Maddie is a lot like myself in that she is bookish and tends to over-think her choices and relationships. But over the course of the novel, she really pushes herself outside of her comfort zone. She takes more risks than I probably would; sometimes these are to her detriment, and sometimes they open up whole new possibilities.

Did you get your happily ever after? What is your life like now?
I live in beautiful Colorado with my husband, daughter, and several spoiled cats. I have worked in online education since 2001, and I currently teach English literature and composition full-time for an online university.

Have you written any other books?
The Year After is my first novel. I am currently working on the second and writing as fast as a can…

How much can you tell us about it?
My next novel is about two women of different centuries, linked by a mysterious piano, who defy the expectations of their families and communities to pursue a passion for music. The setting of the novel alternates between South Dakota and Bergen, Norway, as it captures the experience of Norwegian immigrants to the Dakota Territory and their descendants.

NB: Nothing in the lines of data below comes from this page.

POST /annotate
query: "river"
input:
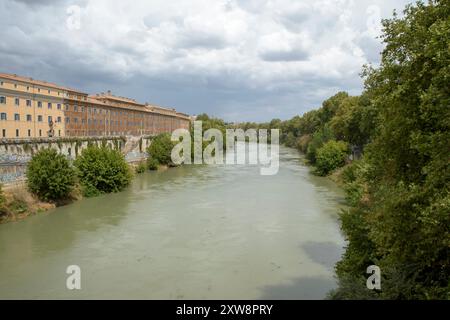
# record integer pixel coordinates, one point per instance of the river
(191, 232)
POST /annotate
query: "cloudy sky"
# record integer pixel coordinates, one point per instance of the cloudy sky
(242, 60)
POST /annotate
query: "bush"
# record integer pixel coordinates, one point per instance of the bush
(303, 142)
(102, 170)
(160, 149)
(317, 141)
(152, 164)
(50, 175)
(140, 168)
(2, 202)
(330, 156)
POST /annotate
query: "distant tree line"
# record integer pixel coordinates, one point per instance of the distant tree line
(399, 191)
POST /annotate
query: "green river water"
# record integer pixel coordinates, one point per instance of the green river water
(192, 232)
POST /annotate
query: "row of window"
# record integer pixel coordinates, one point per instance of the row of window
(29, 118)
(16, 86)
(28, 103)
(28, 133)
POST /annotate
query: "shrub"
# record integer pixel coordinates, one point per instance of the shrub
(102, 170)
(152, 164)
(2, 202)
(50, 175)
(160, 149)
(303, 142)
(140, 168)
(317, 141)
(330, 156)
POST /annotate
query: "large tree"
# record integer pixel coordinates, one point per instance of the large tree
(402, 220)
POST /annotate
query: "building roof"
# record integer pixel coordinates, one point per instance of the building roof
(104, 99)
(35, 82)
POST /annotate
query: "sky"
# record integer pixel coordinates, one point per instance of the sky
(240, 60)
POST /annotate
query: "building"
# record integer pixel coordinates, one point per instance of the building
(32, 108)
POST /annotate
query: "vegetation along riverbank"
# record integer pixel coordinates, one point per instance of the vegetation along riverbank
(398, 132)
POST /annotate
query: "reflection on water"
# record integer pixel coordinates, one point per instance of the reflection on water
(193, 232)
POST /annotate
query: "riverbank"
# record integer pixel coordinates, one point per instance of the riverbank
(18, 203)
(193, 231)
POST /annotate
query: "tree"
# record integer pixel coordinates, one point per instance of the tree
(402, 221)
(50, 175)
(330, 156)
(160, 149)
(318, 139)
(102, 170)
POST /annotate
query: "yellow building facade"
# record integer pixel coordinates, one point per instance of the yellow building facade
(32, 108)
(27, 107)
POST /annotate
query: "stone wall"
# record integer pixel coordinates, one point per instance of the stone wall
(15, 154)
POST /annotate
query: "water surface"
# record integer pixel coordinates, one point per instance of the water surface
(192, 232)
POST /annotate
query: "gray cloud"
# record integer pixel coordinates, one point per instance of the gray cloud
(241, 60)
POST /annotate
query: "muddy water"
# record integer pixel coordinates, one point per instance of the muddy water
(193, 232)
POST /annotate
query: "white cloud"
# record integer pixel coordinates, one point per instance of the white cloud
(301, 49)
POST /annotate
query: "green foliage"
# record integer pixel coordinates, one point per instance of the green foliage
(2, 202)
(330, 156)
(318, 140)
(140, 168)
(50, 175)
(160, 149)
(102, 170)
(399, 219)
(152, 164)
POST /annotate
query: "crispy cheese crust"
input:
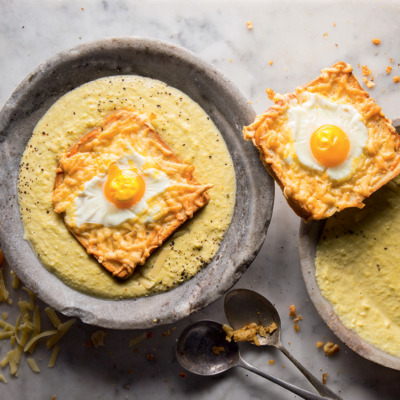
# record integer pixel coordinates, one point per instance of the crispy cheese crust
(312, 194)
(121, 248)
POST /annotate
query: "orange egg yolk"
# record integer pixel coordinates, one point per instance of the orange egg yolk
(123, 187)
(330, 145)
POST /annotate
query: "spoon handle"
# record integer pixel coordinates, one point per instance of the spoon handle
(294, 389)
(322, 389)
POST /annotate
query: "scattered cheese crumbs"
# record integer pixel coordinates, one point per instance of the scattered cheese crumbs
(136, 340)
(365, 70)
(97, 338)
(292, 311)
(4, 294)
(330, 348)
(249, 332)
(27, 331)
(38, 337)
(368, 83)
(52, 316)
(217, 350)
(61, 331)
(32, 363)
(54, 355)
(15, 281)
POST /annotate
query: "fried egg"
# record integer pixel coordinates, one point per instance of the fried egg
(124, 192)
(327, 136)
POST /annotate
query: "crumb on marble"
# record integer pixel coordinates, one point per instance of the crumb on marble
(292, 310)
(331, 348)
(217, 350)
(365, 70)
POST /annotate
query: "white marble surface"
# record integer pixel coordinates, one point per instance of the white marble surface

We should wrap up this interview so you can get on with it.
Do you have a website?
www.adriannenoel.com.

Social media?
I am on Facebook.

How easily do new storylines come to you? If we give you four random words – Man, Woman, Mexico, Future – can you give us a brief storyline?
I’m thinking of a post-apocalyptic romance. The United States is now a nuclear wasteland. One woman escapes from the lawless band of survivors who have made it to Mexico. Will she embrace love in the arms of the rancher who finds her wandering in the parched landscape? Or will she end up a captive of the political operatives who know her secrets?